Those who do the laundry should have immunity. Just sayin…

October 3, 2009

in random

So the other day husband left one of his baseball caps on the floor of the laundry room, looking quite dirty.  As in, it’s no longer beige but brown-ish all over.

So what does it mean when someone just leaves clothing on the floor of the laundry room?  I’d say it means they are asking you nicely to wash it for them.  Wouldn’t you agree?

Since I am a very nice person, so I did.

Turns out this hat is husband’s favorite.  Don’t ask me why.  This was the first time I heard it too.  A cap from a baseball team we don’t really know about.  A cap husband had purchased for our oldest at a company outing and later inherited because our oldest was too cool to wear it.

CIMG2707

It’s a mystery to me, really.  Sort of like the mystery of how a child selects his/her lovey.  (THAT. Is yet another topic we should all blog about.  Raise your hand if you have experienced the agony of a lost lovey.  Or worst, the death of a beloved lovey…)

It also turned out that the back closure of the hat had split in half and husband had glued it together with super glue.  (Have to say I am impressed by that feat and his dedication!)  So the hat came out of the wash, well, broken again.

“You broke my hat!  That’s my favorite hat!”

In order to keep peace in the household, I offered to glue it together.

“Well, you’d better do a good job: don’t get glue all over it.”

Have to say, he knows me only too well.  I can’t work with any type of glue:  I once glued my fingers shut with super glue.  I offered to use the glue gun.

“You are KIDDING, right?”

Well, I guess I’m now even if I wasn’t…

As I sat there trying to hold the pieces together as my fingers were being glued shut, again.  I thought,

Shouldn’t there be immunity for people who do the laundry in the household?  Next time, I’m going to have him sign a release form…

FINE.  I’ll fix your hat for you.

i'll fix your damn hat!

There.
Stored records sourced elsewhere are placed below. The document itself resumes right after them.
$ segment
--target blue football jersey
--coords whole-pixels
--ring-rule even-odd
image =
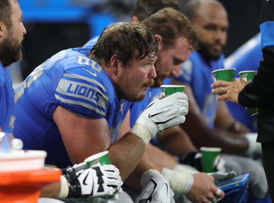
[[[150,87],[146,91],[146,97],[141,101],[134,102],[130,107],[130,128],[149,103],[154,99],[162,96],[161,88]]]
[[[242,45],[226,59],[226,68],[236,69],[235,77],[239,73],[244,71],[258,69],[263,58],[261,44],[261,34],[259,33]],[[236,119],[245,125],[251,131],[257,132],[257,116],[251,116],[244,107],[230,101],[227,102],[231,114]]]
[[[214,126],[219,105],[217,96],[211,93],[211,85],[214,82],[212,71],[223,68],[224,56],[217,60],[206,61],[200,52],[196,51],[182,64],[179,76],[175,79],[191,86],[196,102],[210,128]]]
[[[35,68],[15,92],[15,136],[24,149],[44,150],[46,163],[72,163],[52,118],[59,105],[76,114],[107,121],[112,140],[132,102],[118,99],[108,75],[77,50],[61,51]]]
[[[11,133],[15,119],[14,97],[11,78],[7,69],[0,62],[0,127]]]

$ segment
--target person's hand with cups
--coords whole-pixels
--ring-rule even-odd
[[[215,82],[211,85],[211,92],[218,94],[218,101],[229,100],[239,104],[239,93],[248,83],[241,78],[235,79],[235,68],[225,69],[212,71]],[[234,76],[233,76],[234,75]],[[229,78],[227,78],[229,76]]]

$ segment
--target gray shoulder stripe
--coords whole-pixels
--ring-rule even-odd
[[[91,78],[90,78],[89,77],[86,77],[85,76],[83,76],[83,75],[76,75],[76,74],[73,74],[72,73],[65,73],[64,74],[64,75],[68,77],[73,77],[74,78],[77,78],[78,79],[81,79],[82,80],[86,80],[87,81],[90,82],[91,83],[92,83],[95,84],[96,84],[97,85],[98,85],[102,88],[102,89],[103,89],[103,90],[105,92],[106,91],[106,88],[105,88],[105,87],[101,84],[93,79],[92,79]]]
[[[77,101],[74,101],[68,99],[65,99],[56,94],[55,94],[55,98],[63,102],[81,106],[92,110],[103,116],[105,116],[106,115],[106,112],[98,109],[95,106],[90,105],[86,103]]]

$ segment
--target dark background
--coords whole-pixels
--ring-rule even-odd
[[[111,22],[130,20],[131,8],[136,1],[81,0],[76,4],[74,0],[56,0],[19,2],[27,31],[20,64],[23,79],[53,55],[82,46]],[[230,25],[226,57],[259,31],[259,0],[220,0],[227,10]],[[186,1],[179,1],[182,7]]]

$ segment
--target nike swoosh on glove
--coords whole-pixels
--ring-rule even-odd
[[[159,172],[150,169],[142,177],[141,184],[143,187],[138,203],[170,203],[170,188],[168,182]],[[174,196],[174,193],[172,195]],[[172,196],[172,199],[173,201]]]
[[[188,112],[186,95],[177,92],[161,99],[156,98],[140,115],[130,132],[147,144],[158,132],[184,123]]]

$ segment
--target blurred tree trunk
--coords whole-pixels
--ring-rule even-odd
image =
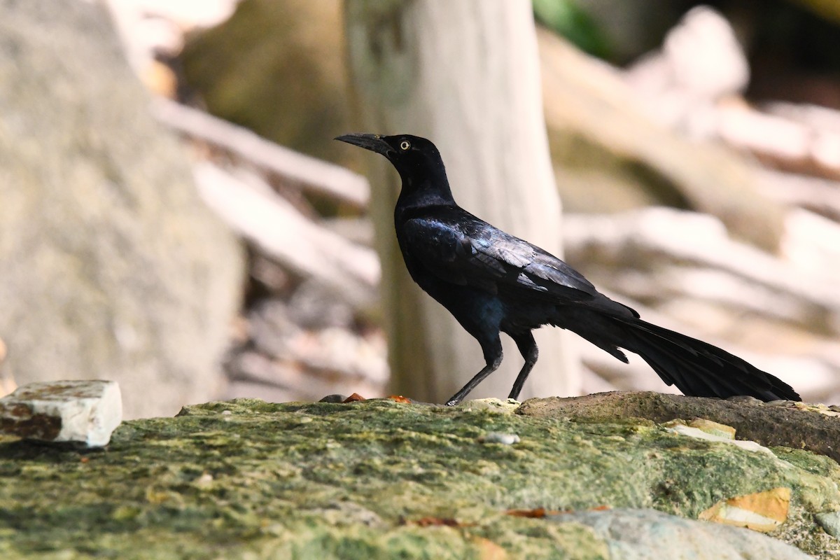
[[[347,0],[346,29],[360,128],[407,133],[440,149],[453,193],[479,217],[560,251],[560,204],[526,0]],[[400,181],[377,159],[373,218],[394,389],[440,402],[484,360],[478,343],[408,277],[394,236]],[[540,360],[522,398],[580,390],[576,355],[558,329],[535,333]],[[522,359],[502,337],[501,369],[471,396],[505,397]]]

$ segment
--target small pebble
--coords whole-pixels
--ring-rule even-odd
[[[515,433],[501,433],[499,432],[489,432],[478,438],[480,443],[501,443],[502,445],[513,445],[519,442],[519,436]]]
[[[2,432],[24,439],[102,447],[122,421],[115,381],[30,383],[0,399]]]

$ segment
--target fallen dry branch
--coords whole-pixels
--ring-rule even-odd
[[[669,208],[646,208],[621,216],[569,215],[564,240],[570,260],[614,268],[653,268],[662,261],[720,270],[786,301],[801,317],[840,332],[840,294],[832,271],[804,274],[778,257],[733,241],[716,218]],[[837,240],[840,243],[840,239]]]
[[[207,162],[195,172],[207,205],[263,254],[357,307],[375,300],[380,265],[372,249],[309,221],[255,175],[234,175]]]
[[[155,99],[152,113],[179,133],[231,152],[286,182],[360,210],[367,207],[367,179],[344,167],[284,148],[247,128],[168,99]]]

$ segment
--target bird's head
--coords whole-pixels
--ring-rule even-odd
[[[396,168],[403,181],[407,178],[444,174],[444,162],[440,152],[429,140],[411,134],[366,134],[354,133],[339,136],[336,140],[381,154]]]

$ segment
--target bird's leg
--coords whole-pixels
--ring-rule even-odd
[[[519,393],[522,390],[522,385],[525,385],[525,379],[528,379],[528,374],[531,373],[533,364],[537,363],[537,358],[539,356],[539,349],[537,348],[537,343],[534,341],[531,331],[528,331],[524,334],[512,336],[512,338],[517,343],[517,348],[522,353],[522,358],[525,359],[525,364],[519,370],[517,380],[513,382],[513,387],[511,389],[511,394],[507,395],[508,399],[517,400],[519,398]]]
[[[484,366],[481,371],[475,374],[475,377],[467,381],[467,384],[459,391],[453,395],[452,398],[446,401],[447,406],[454,406],[461,400],[464,400],[464,397],[469,395],[470,391],[473,389],[475,389],[475,386],[481,383],[484,378],[498,369],[499,366],[501,365],[501,341],[499,340],[498,334],[496,335],[496,340],[481,343],[481,350],[484,352],[484,360],[487,363],[487,365]]]

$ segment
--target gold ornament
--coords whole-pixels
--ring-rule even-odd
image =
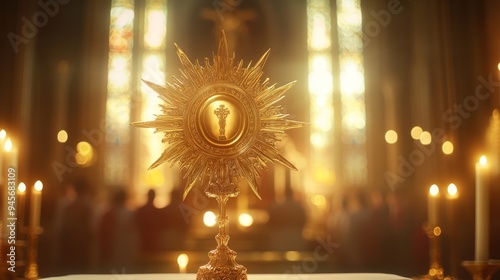
[[[205,58],[204,66],[192,63],[176,48],[183,66],[181,76],[173,77],[174,82],[166,87],[144,81],[165,102],[160,105],[162,114],[154,121],[132,124],[155,128],[155,133],[165,134],[163,142],[169,144],[149,169],[166,161],[179,163],[188,179],[184,198],[196,180],[205,176],[210,182],[222,177],[245,178],[260,198],[256,179],[269,162],[297,170],[275,146],[285,130],[304,125],[288,120],[277,104],[295,82],[275,87],[262,80],[269,51],[253,66],[245,67],[243,61],[235,64],[224,31],[217,55],[211,62]]]
[[[168,146],[149,169],[166,161],[178,163],[188,179],[183,198],[197,180],[209,178],[205,193],[217,199],[220,211],[219,234],[215,237],[218,246],[210,251],[209,263],[198,269],[197,279],[247,279],[246,268],[236,263],[236,252],[227,246],[226,202],[238,196],[239,178],[245,178],[260,198],[257,178],[268,163],[297,170],[276,148],[287,129],[304,125],[288,120],[278,104],[294,83],[275,87],[262,80],[269,51],[253,66],[245,67],[243,61],[235,64],[224,31],[217,55],[212,61],[205,58],[203,66],[198,61],[193,64],[176,48],[183,66],[181,76],[174,77],[166,87],[145,81],[165,102],[160,105],[162,114],[154,121],[132,125],[165,134],[163,142]]]

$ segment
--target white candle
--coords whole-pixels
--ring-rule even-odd
[[[26,203],[26,184],[21,182],[17,187],[17,203],[16,203],[17,221],[20,227],[23,226],[24,222],[25,203]]]
[[[186,254],[180,254],[177,257],[177,264],[179,265],[179,272],[186,273],[187,264],[189,262],[189,257]]]
[[[2,209],[2,221],[3,223],[7,223],[8,218],[15,218],[14,215],[12,215],[10,211],[8,211],[8,206],[9,206],[9,188],[8,184],[9,182],[12,184],[14,183],[14,188],[16,185],[15,180],[17,176],[17,150],[12,144],[12,141],[7,138],[4,145],[3,145],[3,165],[2,165],[2,199],[3,199],[3,209]],[[13,169],[12,169],[13,168]],[[9,176],[9,177],[7,177]],[[7,231],[4,231],[4,237]]]
[[[5,169],[3,171],[4,176],[7,175],[9,168],[14,168],[15,172],[17,173],[17,148],[14,146],[10,138],[7,138],[7,140],[5,141],[3,149],[3,155],[5,158],[5,165],[3,166],[3,168]]]
[[[31,192],[30,227],[36,228],[40,225],[40,207],[42,206],[43,184],[40,180],[35,182]]]
[[[476,261],[489,258],[489,187],[490,168],[485,156],[476,163]]]
[[[438,225],[438,200],[439,187],[433,184],[429,188],[428,202],[427,202],[427,222],[429,223],[430,229],[434,229]]]
[[[3,169],[3,158],[4,158],[4,144],[7,138],[7,133],[5,130],[0,130],[0,185],[3,184],[3,176],[6,170]]]

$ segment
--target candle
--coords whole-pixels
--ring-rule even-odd
[[[17,220],[20,227],[23,226],[25,203],[26,203],[26,185],[23,182],[21,182],[17,187],[17,205],[16,205],[17,217],[18,217]]]
[[[4,169],[3,169],[3,157],[4,157],[4,144],[5,144],[5,140],[7,138],[7,133],[5,132],[5,130],[0,130],[0,185],[3,184],[3,176],[4,176],[4,173],[6,172]]]
[[[15,178],[16,178],[16,168],[17,168],[17,151],[12,145],[12,141],[10,138],[6,138],[5,143],[3,145],[3,165],[0,167],[2,173],[1,185],[2,185],[2,221],[3,223],[7,223],[8,218],[14,218],[11,212],[8,211],[9,206],[9,187],[8,181],[14,180],[14,189],[15,189]],[[14,168],[14,169],[11,169]],[[7,178],[7,176],[9,176]],[[7,234],[7,231],[3,231],[3,236]]]
[[[7,138],[5,144],[3,145],[4,149],[4,157],[5,157],[5,166],[4,175],[7,174],[7,170],[9,168],[14,168],[14,171],[17,172],[17,149],[14,147],[12,140]]]
[[[177,257],[177,264],[179,265],[179,272],[186,273],[186,267],[189,262],[189,257],[186,254],[180,254]]]
[[[40,207],[42,205],[42,189],[43,184],[40,180],[35,182],[33,191],[31,192],[31,213],[30,227],[36,228],[40,225]]]
[[[428,209],[427,209],[427,215],[428,215],[428,223],[429,223],[429,228],[434,229],[438,225],[438,205],[437,205],[437,199],[439,196],[439,187],[436,184],[433,184],[429,188],[429,196],[428,196]]]
[[[448,185],[448,198],[455,199],[458,197],[458,189],[457,186],[453,183]]]
[[[476,163],[476,261],[487,261],[489,256],[489,198],[490,168],[485,156]]]

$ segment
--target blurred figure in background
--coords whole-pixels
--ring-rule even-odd
[[[162,220],[160,209],[154,206],[156,192],[148,191],[146,204],[139,207],[135,212],[135,224],[139,234],[140,251],[142,254],[161,251],[160,236]]]
[[[99,222],[100,265],[102,271],[107,273],[130,267],[138,243],[134,215],[125,204],[125,188],[118,186],[115,189],[111,205]]]
[[[304,205],[294,199],[292,188],[285,186],[285,201],[269,209],[269,249],[305,250],[306,242],[302,231],[307,221]]]
[[[186,236],[189,230],[188,221],[180,210],[182,192],[174,188],[170,193],[170,203],[160,210],[162,227],[162,249],[167,251],[185,249]]]
[[[87,181],[80,179],[73,182],[69,190],[68,197],[60,205],[60,221],[57,222],[59,269],[62,274],[88,273],[95,244],[89,186]]]

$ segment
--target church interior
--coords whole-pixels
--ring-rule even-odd
[[[261,82],[294,83],[279,104],[303,123],[275,133],[296,170],[264,160],[255,186],[235,182],[238,263],[472,279],[464,261],[500,259],[499,13],[496,0],[5,1],[0,213],[8,226],[12,182],[17,220],[0,268],[9,234],[19,277],[30,262],[41,278],[207,263],[209,180],[178,157],[150,168],[167,134],[131,124],[160,120],[170,101],[148,84],[188,79],[180,52],[206,67],[224,32],[235,66],[268,54]]]

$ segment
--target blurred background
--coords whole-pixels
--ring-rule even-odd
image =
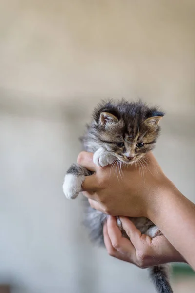
[[[0,283],[154,293],[147,270],[93,246],[62,185],[97,103],[139,97],[166,112],[155,153],[195,201],[195,1],[1,0],[0,68]],[[192,292],[182,270],[173,288]]]

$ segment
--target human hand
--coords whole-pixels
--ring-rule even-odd
[[[185,262],[164,236],[151,239],[142,234],[128,218],[120,217],[120,219],[131,241],[122,237],[116,218],[109,216],[104,226],[103,235],[110,255],[141,268],[168,262]]]
[[[104,213],[150,218],[152,207],[159,204],[155,200],[171,185],[151,152],[144,156],[142,167],[125,165],[119,172],[114,164],[97,166],[93,158],[93,154],[85,152],[78,158],[78,164],[95,172],[85,177],[82,189],[91,206]]]

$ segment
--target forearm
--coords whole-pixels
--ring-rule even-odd
[[[148,216],[195,270],[195,206],[171,183],[153,200]]]

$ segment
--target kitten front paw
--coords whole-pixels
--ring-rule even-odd
[[[81,191],[81,186],[85,180],[83,175],[76,176],[73,174],[67,174],[63,185],[63,190],[67,198],[74,199]]]
[[[104,167],[113,163],[116,158],[103,148],[99,148],[94,154],[93,161],[97,166]]]
[[[153,226],[148,229],[146,233],[146,235],[147,235],[151,238],[153,238],[156,237],[157,236],[160,236],[162,235],[162,233],[157,227]]]

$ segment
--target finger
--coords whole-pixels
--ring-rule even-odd
[[[113,247],[121,253],[135,253],[135,248],[130,240],[122,236],[116,218],[110,216],[107,223],[108,235]]]
[[[128,261],[128,262],[134,263],[133,260],[131,259],[131,255],[129,255],[128,254],[121,253],[114,248],[108,235],[107,223],[104,225],[103,233],[105,246],[110,255],[121,260],[123,260],[124,261]]]
[[[117,255],[118,252],[114,248],[113,246],[112,245],[111,241],[110,241],[109,236],[108,233],[108,229],[107,228],[106,223],[105,223],[103,226],[103,233],[104,236],[105,246],[106,247],[108,254],[111,256],[117,257]]]
[[[140,241],[141,233],[135,226],[134,223],[126,217],[120,217],[122,228],[129,237],[132,244],[135,247],[137,246],[138,241]]]
[[[94,192],[99,189],[99,184],[98,184],[95,174],[85,176],[85,179],[82,184],[82,191]]]
[[[93,153],[82,151],[77,158],[77,163],[83,166],[83,167],[85,167],[88,170],[96,172],[98,166],[93,162],[93,157],[94,154]]]

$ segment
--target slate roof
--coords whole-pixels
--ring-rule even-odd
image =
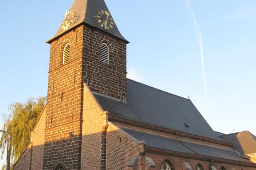
[[[144,141],[145,145],[147,146],[251,163],[250,161],[241,157],[237,153],[231,150],[222,149],[182,140],[178,141],[176,139],[151,133],[121,127],[120,128],[138,140]],[[188,147],[186,146],[186,145]]]
[[[220,137],[234,144],[234,149],[241,155],[256,153],[256,138],[249,131],[222,135]]]
[[[75,0],[73,6],[70,8],[70,10],[74,12],[76,14],[76,17],[73,19],[74,23],[72,24],[70,27],[65,30],[63,30],[61,28],[61,25],[54,37],[48,41],[47,42],[51,41],[52,39],[55,39],[55,38],[82,23],[89,24],[127,42],[119,32],[114,21],[113,21],[113,28],[110,30],[105,30],[104,28],[101,28],[98,23],[98,19],[96,16],[97,16],[98,12],[101,10],[108,11],[108,7],[104,0]],[[111,14],[111,16],[113,18]]]
[[[222,140],[190,100],[129,79],[127,103],[94,95],[103,109],[116,117]]]

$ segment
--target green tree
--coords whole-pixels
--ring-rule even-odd
[[[46,97],[30,99],[24,104],[9,106],[10,114],[4,118],[3,130],[12,135],[12,160],[16,161],[30,142],[30,133],[34,128],[46,102]],[[7,134],[2,133],[0,138],[1,155],[6,151]]]

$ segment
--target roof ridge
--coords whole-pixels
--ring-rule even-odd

You. Go.

{ 10 comments }

Nancy@ifevolutionworks.com October 3, 2009 at 6:04 pm

I see nothing wrong with the way you’ve fixed it :) Great job!
.-= Nancy@ifevolutionworks.com´s last blog ..Great Sunday Reading =-.

Kitchen Butterfly October 4, 2009 at 4:16 am

Super solution. Need I say more!!!!!!!!!!

Linwood's Girl October 4, 2009 at 11:23 am

I second that!! Awesome:)
.-= Linwood’s Girl´s last blog ..For The Record Friday! =-.

Velva October 4, 2009 at 5:39 pm

Genius hat fixer! Too darn funny. I have nothing but testosterone in my house and plenty of hats. I can’t wait till the next hat breaks! Because I now know how to fix it!
.-= Velva´s last blog ..Chipotle Lime Shrimp =-.

Robin October 5, 2009 at 7:06 am

Now that’s snazzy! I actually have a hat I love however it was white and I’m sweated thru it so much it’s now got this orange ring on it, so gross.
.-= Robin´s last blog ..Vomit Free Since 2002 =-.

Absence Alternatives October 5, 2009 at 8:00 pm

Thank you m’ladies for all your moral support! 😉

A Vapid Blonde October 5, 2009 at 9:47 pm

I love binder clips…that is a new ingenious use for them…also my husband has a hat that is so disgusting…I won’t even touch it, but it is his FAVORITE hat…blech.
.-= A Vapid Blonde´s last blog ..Simple Joy Sunday # 2 =-.

Absence Alternatives October 7, 2009 at 8:24 am

@ A Vapid Blonde
Thank you! 😉

Lorraine October 10, 2009 at 9:36 pm

I stapled a shirt one day moments after it was pointed out to me that I had never sewn on a button in my life. The man wearing the shirt at the time was a little surprised.
.-= Lorraine´s last blog ..Crafty =-.

Absence Alternatives October 11, 2009 at 1:58 am

@ Lorraine
LOL! Note to self: Get a big stapler.